Friday, July 17, 2009

Synesthesia: the neurological disorder you wish you had

Lately I’ve been thinking1 about synethesia. Synethesia is a neurological condition in which there is a mix-up between the senses, whereby the person will experience things described as “tasting colour” or “feeling sound” (i.e. when they experience a taste, a colourful aura specific to the taste will appear in front of their eyes).  I’ve included a couple videos here which give an idea what this condition is like. The first video is a snappy overview of what synethesia is all about. Personally I think the condition is exemplified best at the end of the clip when it shows a guy eating chicken with vanilla ice cream and orange sauce on it with a big smile on his face as a whole bunch of blue colours come up in front of his eyes.  The second video is a TED talk from superstar neurologist VS Ramachandran talking about a whole bunch of things which are all very cool, but he starts talking about synethesia around 17:45, if you only want to hear about that. He brings up a cool point right near the end about how we all have synethesia to a certain extent. Please enjoy:

Synethesia is one of things which makes neuroscience really interesting to me, because it leads to so many questions. Questions such as, if these people can live essentially normal lives with the condition, what is the evolutionary advantage to not having synethesia? Is it really only a result of a faulty gene, or a couple of faulty genes, and if so, could we engineer synethesia genes and demonstrate them in an animal model? Is it something that we all have lying dormant in our brains, and can we somehow “tap in” to it? And lastly, why not me? 

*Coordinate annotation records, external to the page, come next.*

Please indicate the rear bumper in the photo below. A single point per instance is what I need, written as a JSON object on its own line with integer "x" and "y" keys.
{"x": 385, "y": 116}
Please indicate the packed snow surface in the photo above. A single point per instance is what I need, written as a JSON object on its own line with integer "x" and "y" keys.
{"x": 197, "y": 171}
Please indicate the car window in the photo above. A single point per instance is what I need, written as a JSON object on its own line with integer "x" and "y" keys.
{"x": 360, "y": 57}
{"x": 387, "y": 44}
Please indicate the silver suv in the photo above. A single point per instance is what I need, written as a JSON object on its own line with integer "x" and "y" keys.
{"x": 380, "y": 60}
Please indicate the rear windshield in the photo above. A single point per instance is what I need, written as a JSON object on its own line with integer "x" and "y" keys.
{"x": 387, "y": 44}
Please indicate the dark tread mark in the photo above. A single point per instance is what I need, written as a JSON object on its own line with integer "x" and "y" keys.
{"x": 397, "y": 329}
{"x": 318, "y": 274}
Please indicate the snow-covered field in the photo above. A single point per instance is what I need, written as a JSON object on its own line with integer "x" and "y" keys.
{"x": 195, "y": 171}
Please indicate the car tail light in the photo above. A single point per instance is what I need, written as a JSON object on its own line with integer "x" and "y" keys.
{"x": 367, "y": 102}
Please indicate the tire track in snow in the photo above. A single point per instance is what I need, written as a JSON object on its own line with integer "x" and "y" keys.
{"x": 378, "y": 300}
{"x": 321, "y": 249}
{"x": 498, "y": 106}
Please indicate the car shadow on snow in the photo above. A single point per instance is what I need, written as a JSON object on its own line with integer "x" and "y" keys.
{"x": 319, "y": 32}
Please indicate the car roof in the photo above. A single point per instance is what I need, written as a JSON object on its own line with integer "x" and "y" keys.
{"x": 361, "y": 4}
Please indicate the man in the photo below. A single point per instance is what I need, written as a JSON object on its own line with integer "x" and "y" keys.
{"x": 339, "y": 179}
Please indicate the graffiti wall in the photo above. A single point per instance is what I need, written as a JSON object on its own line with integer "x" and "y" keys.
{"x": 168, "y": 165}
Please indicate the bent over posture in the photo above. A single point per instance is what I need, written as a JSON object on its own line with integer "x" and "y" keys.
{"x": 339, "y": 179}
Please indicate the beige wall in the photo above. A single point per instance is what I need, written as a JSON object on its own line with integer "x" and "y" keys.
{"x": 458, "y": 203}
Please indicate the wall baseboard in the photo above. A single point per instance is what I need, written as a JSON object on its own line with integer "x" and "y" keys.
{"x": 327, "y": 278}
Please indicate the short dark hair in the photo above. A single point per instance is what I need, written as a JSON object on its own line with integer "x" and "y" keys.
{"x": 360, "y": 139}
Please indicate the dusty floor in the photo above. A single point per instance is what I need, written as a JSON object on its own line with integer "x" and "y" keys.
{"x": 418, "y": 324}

Dr. Richard Cytowic (the author of the book that I got) argues that synethesia is actually a normal brain function that we all have, but only a small percentage of people are actually conscious of it. He gives a few examples where “normal” people can/may experience synethesia-like effects, including deep meditation, LSD induced hallucinations and also he mentions a case where a guy had a tumor of the left medial temporal lobe, who would see colours when hearing certain frequencies. Upon removing the tumor he could no longer experience any sort of synethetic effects.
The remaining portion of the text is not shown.